Differential proteomic analyses were employed to identify candidate biomarkers in primary breast cancer patients. These analyses identified decorin (DCN) and endoplasmin (HSP90B1) which play important roles regulating the tumour microenvironment and in pathways related to tumorigenesis. This study indicates that high expression of Decorin is associated with lymph node metastasis (p<0.001), higher number of positive lymph nodes (p<0.0001) and worse overall survival (p = 0.01). High expression of HSP90B1 is associated with distant metastasis (p<0.0001) and decreased overall survival (p<0.0001) these patients also appear to benefit significantly from hormonal treatment.
Using quantitative proteomic profiling of primary breast cancers, two new promising prognostic and predictive markers were found to identify patients with worse survival.
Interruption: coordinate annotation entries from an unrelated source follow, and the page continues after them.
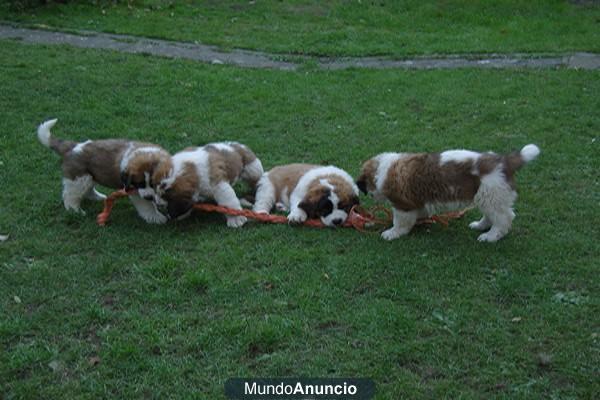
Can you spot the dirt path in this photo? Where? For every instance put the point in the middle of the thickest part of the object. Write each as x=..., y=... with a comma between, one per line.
x=257, y=59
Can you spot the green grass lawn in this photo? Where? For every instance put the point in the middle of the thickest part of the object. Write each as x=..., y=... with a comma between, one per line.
x=176, y=310
x=341, y=27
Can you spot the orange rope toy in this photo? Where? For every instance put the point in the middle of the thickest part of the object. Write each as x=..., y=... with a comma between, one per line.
x=359, y=218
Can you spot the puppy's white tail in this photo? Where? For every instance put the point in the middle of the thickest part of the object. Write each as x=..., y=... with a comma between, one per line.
x=44, y=135
x=530, y=152
x=253, y=171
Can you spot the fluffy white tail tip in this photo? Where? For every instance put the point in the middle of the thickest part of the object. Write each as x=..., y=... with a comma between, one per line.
x=44, y=131
x=530, y=152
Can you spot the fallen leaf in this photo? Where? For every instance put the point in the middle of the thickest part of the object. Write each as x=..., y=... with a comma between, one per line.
x=54, y=365
x=544, y=360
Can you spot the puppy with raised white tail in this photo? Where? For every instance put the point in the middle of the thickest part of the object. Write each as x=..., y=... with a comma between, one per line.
x=207, y=173
x=114, y=163
x=307, y=191
x=422, y=184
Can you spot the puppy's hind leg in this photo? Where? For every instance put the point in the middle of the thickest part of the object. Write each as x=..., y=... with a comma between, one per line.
x=225, y=196
x=495, y=199
x=95, y=195
x=265, y=196
x=482, y=225
x=403, y=223
x=74, y=190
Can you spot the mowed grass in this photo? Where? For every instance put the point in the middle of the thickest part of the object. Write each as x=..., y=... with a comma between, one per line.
x=133, y=310
x=341, y=27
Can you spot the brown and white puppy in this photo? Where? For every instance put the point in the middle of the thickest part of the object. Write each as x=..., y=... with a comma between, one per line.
x=114, y=163
x=419, y=185
x=207, y=173
x=308, y=191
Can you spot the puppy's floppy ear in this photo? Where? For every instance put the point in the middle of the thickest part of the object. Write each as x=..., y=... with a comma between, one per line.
x=308, y=207
x=125, y=180
x=362, y=185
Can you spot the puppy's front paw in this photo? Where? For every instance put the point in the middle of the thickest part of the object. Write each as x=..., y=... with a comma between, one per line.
x=480, y=225
x=391, y=234
x=75, y=209
x=236, y=222
x=490, y=236
x=156, y=218
x=297, y=216
x=279, y=206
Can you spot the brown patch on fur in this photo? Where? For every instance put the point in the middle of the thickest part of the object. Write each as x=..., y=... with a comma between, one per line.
x=162, y=171
x=316, y=192
x=287, y=177
x=417, y=179
x=153, y=163
x=102, y=160
x=344, y=191
x=224, y=165
x=366, y=179
x=187, y=182
x=247, y=155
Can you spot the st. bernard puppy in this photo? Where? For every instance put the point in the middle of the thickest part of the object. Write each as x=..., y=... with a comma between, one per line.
x=421, y=184
x=208, y=173
x=114, y=163
x=308, y=191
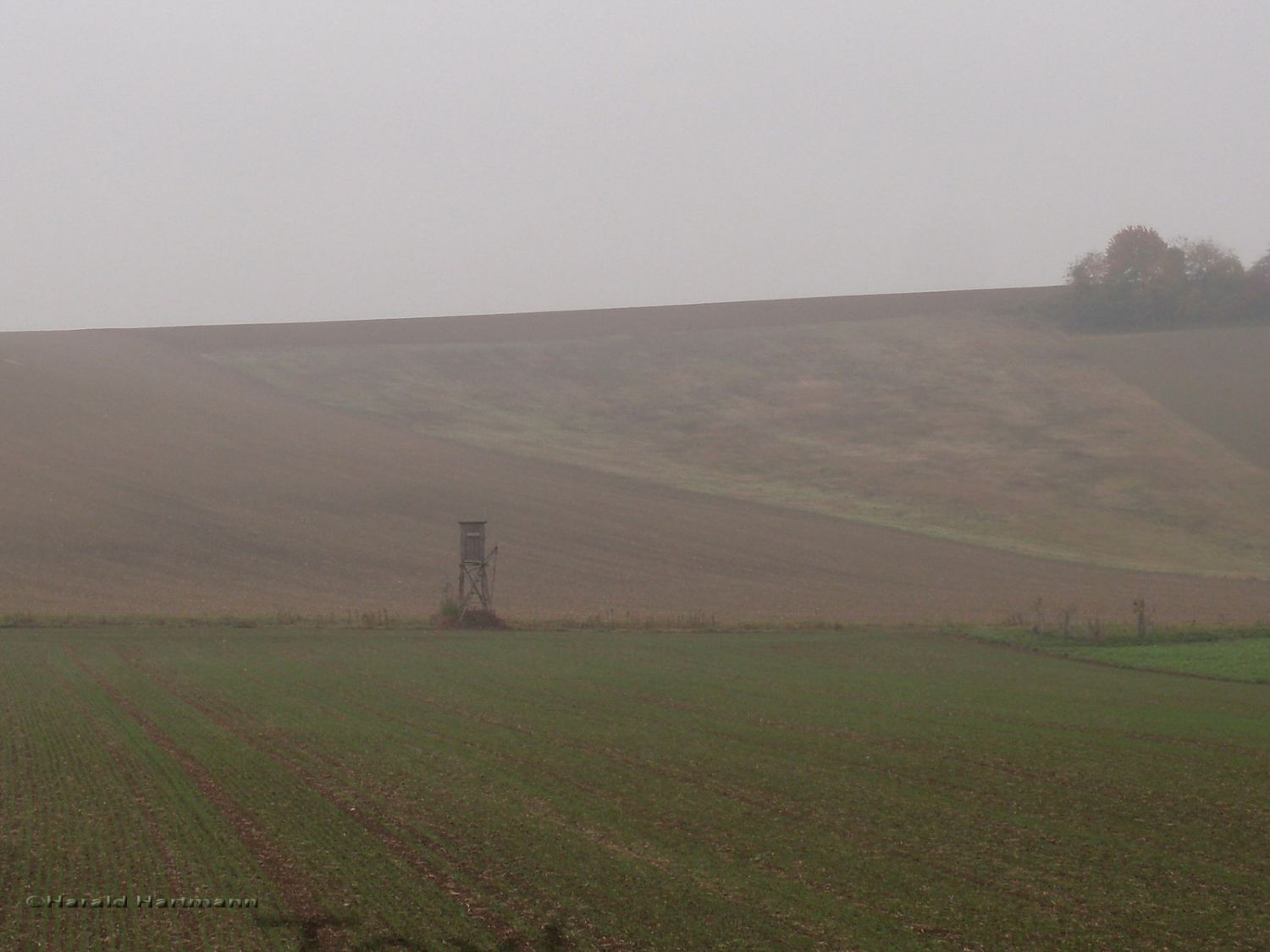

In addition HSP90B1 appears to identify a group of patients with distant metastasis with otherwise good prognostic features.
乳腺癌是全球女性中发病率和死亡率最高的最常见恶性肿瘤。约 10%的北美女性在其一生中会被诊断患有乳腺癌,其中 20%的患者将死于该疾病。乳腺癌是一种异质性疾病,需要能够将患者正确分类为预后组的生物标志物,以更好地定制治疗方案并改善预后。用于生物标志物发现的一种强大方法是使用质谱进行样本筛选,因为它允许在正常和病理状态之间直接比较蛋白质表达。本研究的目的是使用系统和客观的方法来鉴定乳腺癌患者中具有潜在预后价值的生物标志物,特别是在确定最有可能发生淋巴结转移的病例方面,并使用乳腺癌组织微阵列来验证其预后能力。
采用差异蛋白质组学分析鉴定原发性乳腺癌患者的候选生物标志物。这些分析鉴定了核心蛋白聚糖 (DCN) 和内质网蛋白 90kDaβ1 (HSP90B1),它们在调节肿瘤微环境和与肿瘤发生相关的途径中发挥重要作用。本研究表明,高表达 Decorin 与淋巴结转移 (p<0.001)、阳性淋巴结数量较多 (p<0.0001) 和总体生存较差 (p=0.01) 相关。HSP90B1 高表达与远处转移 (p<0.0001) 和总体生存降低 (p<0.0001) 相关,这些患者似乎也从激素治疗中显著获益。
使用原发性乳腺癌的定量蛋白质组学分析,发现了两个新的有前途的预后和预测标志物,可用于识别生存较差的患者。此外,HSP90B1 似乎可以识别出一组具有远处转移但预后良好的患者。